Braz. J. Biol. vol.75 no.1 São Carlos enero/mar. 2015

http://dx.doi.org/10.1590/1519-6984.12213 

Articles

DDRT-PCR approaches applied for preeminent results in the isolation of DETs from fish brain tissues

Aplicação de abordagens de DDRT-PCR para aprimoramento de resultados no isolamento de DETs a partir de tecido cerebral de peixes

FA. Alves-Costa a   *  

AP. Wasko b  

aInstituto de Ciências da Saúde, Universidade Paulista – UNIP, Rua Luiz Levorato, 20108, CEP 17048-290, Bauru, SP, Brazil

bDepartamento de Genética, Instituto de Biociências, Universidade Estadual Paulista – UNESP, Distrito de Rubião Junior, s/n, CEP 18618-970, Botucatu, SP, Brazil


ABSTRACT

Differential Display (DD) is a technique widely used in studies of differential expression. Most of these analyses, especially those involving fish species, are restricted to species from North America and Europe or to commercial species, as salmonids. Studies related to South American fish species are underexplored. Thus, the present work aimed to describe DD technique modifications in order to improve outcomes related to the isolation of DETs (Differentially Expressed Transcripts), using Leporinus macrocephalus, a large commercially exploited South American species, as a fish design. Different DDRT-PCR approaches were applied to brain samples and the products of the reactions were analyzed on 6% polyacrylamide gels stained with 0.17% Silver Nitrate (AgNO3). The use of PCR reactions under high stringency conditions and longer oligonucleotides based on VNTR (Variable Number of Tandem Repeats) core sequences led to better results when compared to low stringency PCR conditions and the use of decamer oligonucleotides. The improved approach led to the isolation of differentially expressed transcripts on adult males and females of L. macrocephalus. This study indicates that some modifications on the DDRT-PCR method can ensure isolation of DETs from different fish tissues and the development of robust data related to this approach.
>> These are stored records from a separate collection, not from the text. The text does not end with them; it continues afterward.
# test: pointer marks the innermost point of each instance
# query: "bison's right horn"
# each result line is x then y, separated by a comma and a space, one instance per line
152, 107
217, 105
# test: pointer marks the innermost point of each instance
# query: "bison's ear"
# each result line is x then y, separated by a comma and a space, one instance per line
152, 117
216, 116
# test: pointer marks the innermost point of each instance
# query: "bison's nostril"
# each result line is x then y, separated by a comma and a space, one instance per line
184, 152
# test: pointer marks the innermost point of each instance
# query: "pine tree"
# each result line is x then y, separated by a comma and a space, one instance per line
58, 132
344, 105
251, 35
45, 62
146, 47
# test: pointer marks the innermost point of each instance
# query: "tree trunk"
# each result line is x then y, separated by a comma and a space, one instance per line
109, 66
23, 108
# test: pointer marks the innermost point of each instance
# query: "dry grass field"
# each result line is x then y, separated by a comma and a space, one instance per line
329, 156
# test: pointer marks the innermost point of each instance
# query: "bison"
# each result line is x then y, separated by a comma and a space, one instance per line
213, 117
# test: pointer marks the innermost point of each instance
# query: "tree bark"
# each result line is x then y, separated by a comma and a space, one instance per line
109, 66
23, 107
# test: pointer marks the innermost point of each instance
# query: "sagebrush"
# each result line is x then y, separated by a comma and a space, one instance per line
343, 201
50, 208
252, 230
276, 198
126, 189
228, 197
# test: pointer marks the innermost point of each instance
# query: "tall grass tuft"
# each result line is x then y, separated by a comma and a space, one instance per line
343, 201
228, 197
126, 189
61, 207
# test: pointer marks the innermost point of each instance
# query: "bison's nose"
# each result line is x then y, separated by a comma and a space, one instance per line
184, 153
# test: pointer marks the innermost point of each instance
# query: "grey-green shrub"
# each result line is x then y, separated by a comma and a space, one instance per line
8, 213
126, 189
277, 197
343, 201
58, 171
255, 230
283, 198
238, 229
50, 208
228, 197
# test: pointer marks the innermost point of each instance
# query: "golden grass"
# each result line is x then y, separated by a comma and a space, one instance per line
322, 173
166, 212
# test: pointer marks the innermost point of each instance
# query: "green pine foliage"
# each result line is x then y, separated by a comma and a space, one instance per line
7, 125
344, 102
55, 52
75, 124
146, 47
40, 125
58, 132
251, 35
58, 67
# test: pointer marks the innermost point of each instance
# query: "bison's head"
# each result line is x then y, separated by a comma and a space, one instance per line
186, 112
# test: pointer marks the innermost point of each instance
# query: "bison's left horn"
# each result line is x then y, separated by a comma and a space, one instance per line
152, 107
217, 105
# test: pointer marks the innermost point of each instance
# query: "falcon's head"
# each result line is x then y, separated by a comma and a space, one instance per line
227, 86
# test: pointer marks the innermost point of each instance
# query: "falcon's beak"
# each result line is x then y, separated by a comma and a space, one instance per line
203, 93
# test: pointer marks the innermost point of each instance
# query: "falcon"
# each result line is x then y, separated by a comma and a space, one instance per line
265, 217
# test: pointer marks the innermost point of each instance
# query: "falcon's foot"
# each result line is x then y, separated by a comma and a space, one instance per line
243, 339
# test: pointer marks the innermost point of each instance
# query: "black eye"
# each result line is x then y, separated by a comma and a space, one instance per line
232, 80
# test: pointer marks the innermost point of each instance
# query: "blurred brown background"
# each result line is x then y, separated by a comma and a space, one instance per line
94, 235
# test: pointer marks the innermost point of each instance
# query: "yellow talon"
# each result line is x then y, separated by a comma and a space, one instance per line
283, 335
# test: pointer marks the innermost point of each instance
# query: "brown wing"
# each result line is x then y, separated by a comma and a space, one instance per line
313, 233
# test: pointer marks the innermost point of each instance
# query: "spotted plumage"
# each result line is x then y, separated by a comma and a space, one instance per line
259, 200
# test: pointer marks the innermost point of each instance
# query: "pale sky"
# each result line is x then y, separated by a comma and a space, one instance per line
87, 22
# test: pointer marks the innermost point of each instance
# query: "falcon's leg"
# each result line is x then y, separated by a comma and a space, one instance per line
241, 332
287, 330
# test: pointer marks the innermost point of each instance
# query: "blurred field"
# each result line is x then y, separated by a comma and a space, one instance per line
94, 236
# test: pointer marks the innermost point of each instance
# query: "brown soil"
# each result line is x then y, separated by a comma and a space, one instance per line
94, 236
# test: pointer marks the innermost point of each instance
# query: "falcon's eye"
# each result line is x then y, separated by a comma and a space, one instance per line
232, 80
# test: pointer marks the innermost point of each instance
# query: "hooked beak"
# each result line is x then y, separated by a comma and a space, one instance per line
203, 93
Key words: Leporinus macrocephalus ; differentially expressed transcripts; VNTR

RESUMO

Display Diferencial (DD) é uma técnica amplamente utilizada em estudos de expressão diferencial. A maioria desses estudos envolvendo espécies de peixes está restrita a espécies da América do Norte e Europa ou a espécies comerciais, como os salmoniformes. Estudos relacionados a peixes da América do Sul são ainda pouco explorados. Desse modo, o presente trabalho teve como objetivo descrever modificações na técnica de DD, a fim de melhorar os resultados relacionados ao isolamento de DETs (Transcritos Diferencialmente Expressos), utilizando Leporinus macrocephalus, peixe explorado comercialmente na América do Sul, como espécie para tal delineamento. Diferentes abordagens de DDRT-PCR foram desenvolvidas a partir de amostras de tecido cerebral e os produtos das reações foram analisados em gel de poliacrilamida 6% corados com 0,17% de nitrato de Prata (AgNO3). A utilização de reações de PCR sob condições de elevada estringência e oligonucleotídeos mais longos, com base em sequências cerne de VNTR (Número Variável de Repetições em Tandem), mostrou melhores resultados quando comparada a condições de baixa estringência e ao uso de oligonucleotídeos decâmeros. A estratégia empregada permitiu o isolamento de transcritos diferencialmente expressos em machos e fêmeas adultos de L. macrocephalus. Este estudo evidencia que modificações no método de DDRT-PCR garantem o melhor isolamento de DETs a partir de diferentes tecidos de peixes e asseguram a obtenção de dados mais sólidos relacionados a essa abordagem.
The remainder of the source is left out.